Tax Increases Work
Tue ,24/02/2015Would you risk your state’s economy and the health and welfare of its citizens on a theory that has never worked? Well, Oklahoma’s Governor and Legislature decided they would try Laffer’s trickle-down economics again and sure enough it did not work, – again. The budget hole in Oklahoma is now $600 million deep and our politicians just keep digging. Perhaps they should have consider what our most popular Oklahoman, Will Rogers, said about trickle-down economics back in 1932.
Oklahoma is now having to make cuts in education, infrastructure, the salaries of public workers, pension plans, and they are thinking about letting people out of jail because they cannot afford to keep them keep them locked up. Even yet, Oklahoma is cutting taxes even more next year thinking that the problem is that they just have not tried it hard enough.
It has not worked in Kansas either. Governor Sam Brownback has put Kansas deeply in debt with his experiment, he calls it, with the trickle-down theory. He cut taxes and refuses to raise taxes even though there is $179 million budget shortfall. Governor Brownback, too, thinks the problem is that Kansans just have not wished hard enough that Tickle-down Theory will work. He is also wishing that the $500 million budget deficit projected for next year will somehow magically go away.
Governor Tim Pawlenty tried it in Minnesota and he left office in 2011 with a a $6.2 billion budget deficit and a 7 percent unemployment rate. When Mark Dayton, a businessman an d billionaire, was elected governor in Minnesota he had the good sense to realize that when something was not working, you give it up. During his first four years in office, Gov. Dayton raised the state income tax from 7.85 to 9.85 percent on individuals earning over $150,000 – a tax increase of $2.1 billion. He’s also agreed to raise Minnesota’s minimum wage to $9.50 an hour by 2018, and passed a state law guaranteeing equal pay for women.
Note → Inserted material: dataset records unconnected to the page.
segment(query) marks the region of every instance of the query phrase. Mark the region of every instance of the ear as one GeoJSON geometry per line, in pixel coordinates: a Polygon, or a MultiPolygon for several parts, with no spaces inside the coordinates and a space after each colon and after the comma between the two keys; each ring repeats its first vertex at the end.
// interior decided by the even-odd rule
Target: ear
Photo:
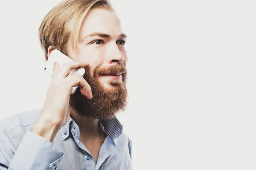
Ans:
{"type": "Polygon", "coordinates": [[[51,45],[50,46],[48,49],[48,53],[47,53],[47,57],[48,58],[49,58],[49,56],[51,55],[51,53],[52,53],[52,51],[55,49],[56,47],[51,45]]]}

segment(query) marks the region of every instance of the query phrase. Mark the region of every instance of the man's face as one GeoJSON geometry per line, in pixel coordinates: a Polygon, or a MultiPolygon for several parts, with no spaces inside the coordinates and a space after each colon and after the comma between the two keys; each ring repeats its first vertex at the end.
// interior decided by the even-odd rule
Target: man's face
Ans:
{"type": "Polygon", "coordinates": [[[79,115],[104,119],[113,117],[126,107],[127,92],[125,35],[115,13],[91,10],[81,25],[77,48],[69,53],[75,61],[89,63],[84,77],[93,98],[80,91],[70,96],[70,104],[79,115]]]}
{"type": "MultiPolygon", "coordinates": [[[[115,13],[103,9],[93,9],[84,20],[78,47],[69,53],[70,57],[74,60],[88,62],[87,69],[93,76],[96,68],[108,69],[118,64],[126,65],[125,40],[120,21],[115,13]]],[[[106,89],[113,88],[110,82],[122,82],[122,75],[99,75],[97,77],[106,89]]]]}

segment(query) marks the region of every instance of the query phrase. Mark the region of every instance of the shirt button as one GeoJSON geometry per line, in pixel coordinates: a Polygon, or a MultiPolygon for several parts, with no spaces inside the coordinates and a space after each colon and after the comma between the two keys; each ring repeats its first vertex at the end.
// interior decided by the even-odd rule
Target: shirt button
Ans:
{"type": "Polygon", "coordinates": [[[86,155],[85,156],[85,158],[86,159],[89,160],[90,158],[90,156],[89,155],[86,155]]]}

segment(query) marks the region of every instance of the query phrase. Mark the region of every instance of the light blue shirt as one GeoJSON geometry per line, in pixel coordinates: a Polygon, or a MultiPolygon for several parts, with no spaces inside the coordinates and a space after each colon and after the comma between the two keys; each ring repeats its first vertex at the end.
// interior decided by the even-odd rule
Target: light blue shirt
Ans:
{"type": "Polygon", "coordinates": [[[105,134],[97,164],[71,117],[52,143],[30,131],[41,110],[0,121],[0,170],[131,169],[132,142],[116,117],[101,120],[105,134]]]}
He was warned that the job creators and corporations, big and small would leave, but they did not. Between 2011 and 2015, Gov. Dayton added 172,000 new jobs, and though Minnesota’s top income tax rate is the 4th-highest in the country, it has the 5th-lowest unemployment rate in the country at 3.6 percent.
Will Rogers had the theory right. Money trickles up and pools at the top. Those at the top really like that, and they pour campaign money to politicians who will keep trying trickle-down economics. Governor Dayton showed that tax increases and rational economic policies work, but Oklahoma and Kansas are just going to keep wishing and digging.